Can a 5SB spidersilk really cut through a body?
Wikipedia gives 60 micrometers as an upper bound for the diameter of spidersilk.
The thing that determines if something penetrates another material or not is pressure. Pressure is force divided by area. Let's start with calculating force.
The force that a moving object experiences due to deceleration is the object's kinetic energy divided by the distance over which the object stops. I don't know the mass, velocity, or degree to which a dragon's flesh can deflect, but I can talk about me just fine, so I'll do that. I'm more or less 80 kilos, and a reasonable figure for my speed sprinting is going to be 100 meters in 15 seconds, or 6.67 m/s. Let's be extremely generous and suggest that I can deflect five centimeters before I run out of give. So, the force I'd experience running headlong into something is (0.5 * m * v^2) / d = 0.5 * 80 kg * (6.67 m/s)^2 / 0.05 m = 35600 Newtons. (Ouch.)
The cross-sectional area that impacts us is the width of me (call it 30 cm at my stomach?) multiplied by the diameter of the string. That's my width * 60e-6 m = 18e-6 m^2.
That means that the pressure I experience is
((0.5 * my mass * my velocity^2) / my deflection before cutting) / (my width * 60e-6 m) = 1.98e9 Pascals. That's roughly seven times the pressure required to puncture steel, so I think I'm probably in two pieces. Anyone who cares to play with the formula can do so, dropping numbers into it. You can probably even throw it into Wolfram Alpha if you're careful with the units. For a gut-check here, this means that I would need to be able to deflect more than a foot before the situation became one where steel was going to save me.
Please note that this is a very rough calculation that handwaves a very important factor: geometry. If you apply equal pressure to your hand with a brick and with a knife, the knife will cut and the brick will not. This is because you only develop cutting forces at the edges of the brick (you're just bludgeoning in the middle of the brick). I think that the spidersilk is thin enough to largely ignore this, as well as the fact that depending on the flexibility of the material, you might wind up with looking at tensile as opposed to shear strength.

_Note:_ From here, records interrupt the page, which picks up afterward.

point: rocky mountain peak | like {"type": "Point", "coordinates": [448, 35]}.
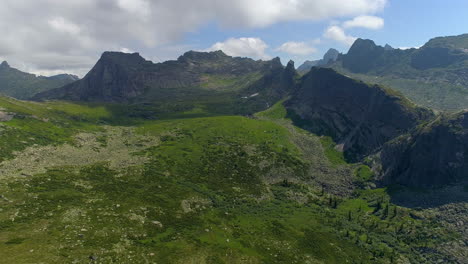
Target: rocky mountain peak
{"type": "Point", "coordinates": [330, 56]}
{"type": "Point", "coordinates": [203, 56]}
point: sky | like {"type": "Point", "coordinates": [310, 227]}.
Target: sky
{"type": "Point", "coordinates": [55, 36]}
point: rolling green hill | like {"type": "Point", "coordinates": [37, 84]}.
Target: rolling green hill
{"type": "Point", "coordinates": [81, 183]}
{"type": "Point", "coordinates": [23, 85]}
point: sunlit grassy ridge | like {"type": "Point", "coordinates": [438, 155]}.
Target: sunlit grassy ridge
{"type": "Point", "coordinates": [221, 189]}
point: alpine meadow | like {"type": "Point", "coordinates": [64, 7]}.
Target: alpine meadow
{"type": "Point", "coordinates": [138, 131]}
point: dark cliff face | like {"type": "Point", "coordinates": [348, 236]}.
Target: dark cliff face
{"type": "Point", "coordinates": [360, 118]}
{"type": "Point", "coordinates": [115, 76]}
{"type": "Point", "coordinates": [121, 77]}
{"type": "Point", "coordinates": [432, 155]}
{"type": "Point", "coordinates": [330, 56]}
{"type": "Point", "coordinates": [362, 56]}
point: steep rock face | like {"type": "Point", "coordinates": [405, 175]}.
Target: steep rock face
{"type": "Point", "coordinates": [362, 55]}
{"type": "Point", "coordinates": [307, 65]}
{"type": "Point", "coordinates": [434, 154]}
{"type": "Point", "coordinates": [121, 77]}
{"type": "Point", "coordinates": [441, 52]}
{"type": "Point", "coordinates": [115, 76]}
{"type": "Point", "coordinates": [360, 118]}
{"type": "Point", "coordinates": [330, 56]}
{"type": "Point", "coordinates": [23, 85]}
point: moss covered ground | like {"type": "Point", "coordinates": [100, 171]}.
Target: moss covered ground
{"type": "Point", "coordinates": [82, 185]}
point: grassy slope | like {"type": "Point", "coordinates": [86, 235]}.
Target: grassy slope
{"type": "Point", "coordinates": [427, 89]}
{"type": "Point", "coordinates": [223, 189]}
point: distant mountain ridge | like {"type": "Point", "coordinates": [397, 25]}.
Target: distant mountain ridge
{"type": "Point", "coordinates": [22, 85]}
{"type": "Point", "coordinates": [359, 117]}
{"type": "Point", "coordinates": [212, 77]}
{"type": "Point", "coordinates": [434, 75]}
{"type": "Point", "coordinates": [330, 56]}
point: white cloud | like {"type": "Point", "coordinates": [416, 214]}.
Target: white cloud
{"type": "Point", "coordinates": [296, 48]}
{"type": "Point", "coordinates": [243, 47]}
{"type": "Point", "coordinates": [63, 25]}
{"type": "Point", "coordinates": [70, 35]}
{"type": "Point", "coordinates": [337, 33]}
{"type": "Point", "coordinates": [369, 22]}
{"type": "Point", "coordinates": [138, 7]}
{"type": "Point", "coordinates": [405, 48]}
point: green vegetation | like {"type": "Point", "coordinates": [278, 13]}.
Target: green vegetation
{"type": "Point", "coordinates": [211, 189]}
{"type": "Point", "coordinates": [23, 85]}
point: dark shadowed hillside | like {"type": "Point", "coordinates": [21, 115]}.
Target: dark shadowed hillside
{"type": "Point", "coordinates": [434, 154]}
{"type": "Point", "coordinates": [358, 116]}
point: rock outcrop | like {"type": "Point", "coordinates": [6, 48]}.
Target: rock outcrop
{"type": "Point", "coordinates": [330, 56]}
{"type": "Point", "coordinates": [432, 155]}
{"type": "Point", "coordinates": [122, 77]}
{"type": "Point", "coordinates": [359, 117]}
{"type": "Point", "coordinates": [23, 85]}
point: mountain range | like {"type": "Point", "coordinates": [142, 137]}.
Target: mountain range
{"type": "Point", "coordinates": [22, 85]}
{"type": "Point", "coordinates": [433, 75]}
{"type": "Point", "coordinates": [217, 159]}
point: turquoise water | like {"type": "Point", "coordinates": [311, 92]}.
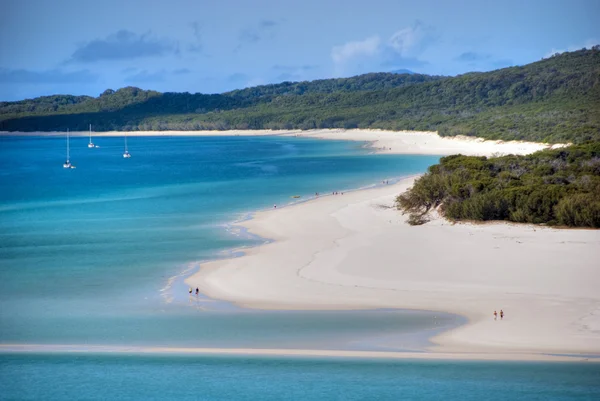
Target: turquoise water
{"type": "Point", "coordinates": [117, 377]}
{"type": "Point", "coordinates": [86, 257]}
{"type": "Point", "coordinates": [86, 254]}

If the mass and velocity of a Dragon scale more aggressively than their toughness - and I imagine they might - then 5SB spidersilk will cut them up pretty badly. If it
doesn't, then the spidersilk still isn't going to move and they're going to suffer pretty badly from the collision. If anyone wants to suggest a mass and velocity for a Dragon, as well as an equivalent thickness of steel for their scales/armour, then I can dust out my mechanics of materials textbook and see what the math looks like.